The 130+ tok/s numbers likely include speculative token counting (counting proposed-then-rejected MTP tokens) or are burst measurements rather than sustained decode. My 50.5 tok/s is measured as actual output tokens delivered to the client over a 1000-token generation.
-–
## Upstream Issues
- [CUTLASS #3096]( SM120 (Bug) (With FIx)(RTX Blackwell) NVFP4 MoE: CUTLASS Grouped GEMM Produces Garbage Output; Fixed via FlashInfer SM120 Patches + compute_120f (CUDA 13.0) — 39 tok/s Native FP4 · Issue #3096 · NVIDIA/cutlass · GitHub ) – SM120 TMA WS grouped GEMM failure (no NVIDIA response)
- [CUTLASS #2800]( [BUG] [Python DSL] BlockScaledMmaOp restricts FP4 operations to sm_100a only, blocks sm_120/sm_121 · Issue #2800 · NVIDIA/cutlass · GitHub ) – BlockScaledMmaOp restricts FP4 to sm_100a
- [DeepGEMM #236]( Feature Request: Support sm_120 ( 5090 and blackwell 6000 pro ) · Issue #236 · deepseek-ai/DeepGEMM · GitHub ) – SM120 not supported
- [TensorRT-LLM #11368]( [Bug] FP4 CUTLASS GEMM fails on GB10 (SM121) — shared memory overflow from B200-sized tile configs · Issue #11368 · NVIDIA/TensorRT-LLM · GitHub ) – FP4 SMEM overflow on SM121
- [vLLM #35566]( CUDA illegal memory access in MoE layer with MiniMax-M2.5 NVFP4 on Blackwell (SM120) · Issue #35566 · vllm-project/vllm · GitHub ) – CUDA illegal memory access MoE SM120
-–
## Questions for the vLLM Community
1. Has anyone gotten native NVFP4 MoE (not Marlin fallback) working correctly on SM120? If so, what CUTLASS version, CUDA version, and FlashInfer build?

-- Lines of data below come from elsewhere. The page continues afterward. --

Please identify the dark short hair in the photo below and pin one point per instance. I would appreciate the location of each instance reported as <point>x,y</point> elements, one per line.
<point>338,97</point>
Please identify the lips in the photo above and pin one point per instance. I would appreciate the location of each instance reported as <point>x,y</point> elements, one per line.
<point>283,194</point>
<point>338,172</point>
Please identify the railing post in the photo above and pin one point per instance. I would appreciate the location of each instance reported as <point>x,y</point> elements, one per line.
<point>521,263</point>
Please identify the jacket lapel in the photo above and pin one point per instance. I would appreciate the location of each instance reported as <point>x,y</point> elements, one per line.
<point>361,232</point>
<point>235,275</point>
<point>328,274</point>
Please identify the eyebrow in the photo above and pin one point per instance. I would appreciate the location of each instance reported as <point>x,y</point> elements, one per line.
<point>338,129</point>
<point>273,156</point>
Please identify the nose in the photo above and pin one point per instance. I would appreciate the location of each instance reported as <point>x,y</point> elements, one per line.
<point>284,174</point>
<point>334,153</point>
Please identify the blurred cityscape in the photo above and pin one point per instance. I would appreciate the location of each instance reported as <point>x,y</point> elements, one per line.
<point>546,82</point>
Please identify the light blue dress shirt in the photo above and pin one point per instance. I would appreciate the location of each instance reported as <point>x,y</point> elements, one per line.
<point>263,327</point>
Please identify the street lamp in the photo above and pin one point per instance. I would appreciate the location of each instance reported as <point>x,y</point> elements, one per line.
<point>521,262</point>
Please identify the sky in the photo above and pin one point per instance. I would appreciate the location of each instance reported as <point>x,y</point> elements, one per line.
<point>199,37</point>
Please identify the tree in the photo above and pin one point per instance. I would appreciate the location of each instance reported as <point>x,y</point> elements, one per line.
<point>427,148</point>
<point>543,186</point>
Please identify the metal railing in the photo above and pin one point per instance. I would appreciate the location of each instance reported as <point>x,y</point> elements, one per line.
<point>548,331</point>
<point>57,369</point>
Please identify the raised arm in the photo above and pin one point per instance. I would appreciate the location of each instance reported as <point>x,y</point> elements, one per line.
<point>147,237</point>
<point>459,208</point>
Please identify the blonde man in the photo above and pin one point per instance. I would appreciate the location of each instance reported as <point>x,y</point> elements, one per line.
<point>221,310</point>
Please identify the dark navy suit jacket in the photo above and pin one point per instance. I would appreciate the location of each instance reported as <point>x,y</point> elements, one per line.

2. Is there a way to retrain or fine-tune MTP draft heads to match Marlin W4A16 activation distributions, so MTP can be useful on the Marlin path?
3. Are there alternative MoE kernel backends being developed (cuDNN grouped GEMM, Triton MoE with NVFP4, custom tile configs) that might bypass the CUTLASS issue?
4. For the vLLM maintainers reviewing [PR #36453]( fix: Add SM120 capability family check for FlashInfer NVFP4 MoE backends by brandonmmusic-max · Pull Request #36453 · vllm-project/vllm · GitHub ): the `is_device_capability_family(120)` checks are modeled on the existing `is_device_capability_family(100)` pattern. Should SM120 use a separate code path given the known CUTLASS issues, or should it share the SM100 path with a runtime warning?